Context: Pseudohypoaldosteronism Type I (PHA1) is a rare salt wasting syndrome. Mutations in the NR3C2 gene coding for the mineralocorticoid receptor (MR) cause autosomal dominant PHA1.

Objective: To reveal the cause of renal salt loss in six PHA1 patients and analyze the mutants' functional impact on MR function.

Design: Clinical and hormonal characterization of the patients' phenotype. Analysis of the NR3C2 gene. Determination of receptor affinities to aldosterone and the transcriptional activation abilities of the MR mutants. Investigation of subcellular translocation using fluorescence-labeled MR. Studying changes in mutant receptor conformation with proteolysis experiments and 3-dimensional modeling.

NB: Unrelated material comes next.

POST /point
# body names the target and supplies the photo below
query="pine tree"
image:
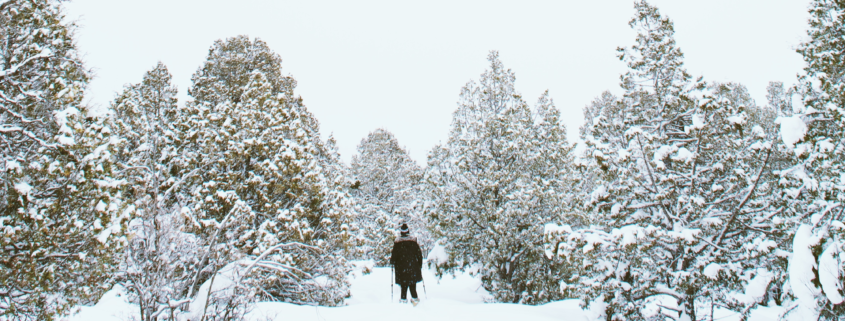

Results: Six heterozygous NR3C2 mutations were detected. One frameshift mutation (c.1131dupT) has been reported previously. The second frameshift mutation (c.2871dupC) which has only recently been reported by our group showed no aldosterone binding and no transactivation because of a major change in receptor conformation. Two novel nonsense mutations generate a truncated receptor protein. Two missense mutations differently affect MR function. S818L was reported recently without complete in vitro data. S818L neither binds aldosterone nor activates transcription nor translocates into the nucleus. A major displacement of several residues involved in aldosterone binding was PHA1 causing. The novel E972G mutation showed a significantly lower ligand binding affinity and only 9% of wild-type transcriptional activity caused by major changes in receptor conformation.

Conclusions: Our data on six mutations extends the spectrum of PHA1-causing NR3C2 gene mutations. Studying naturally occurring mutants helps to clarify their pathogenicity and to identify crucial residues for MR structure and function.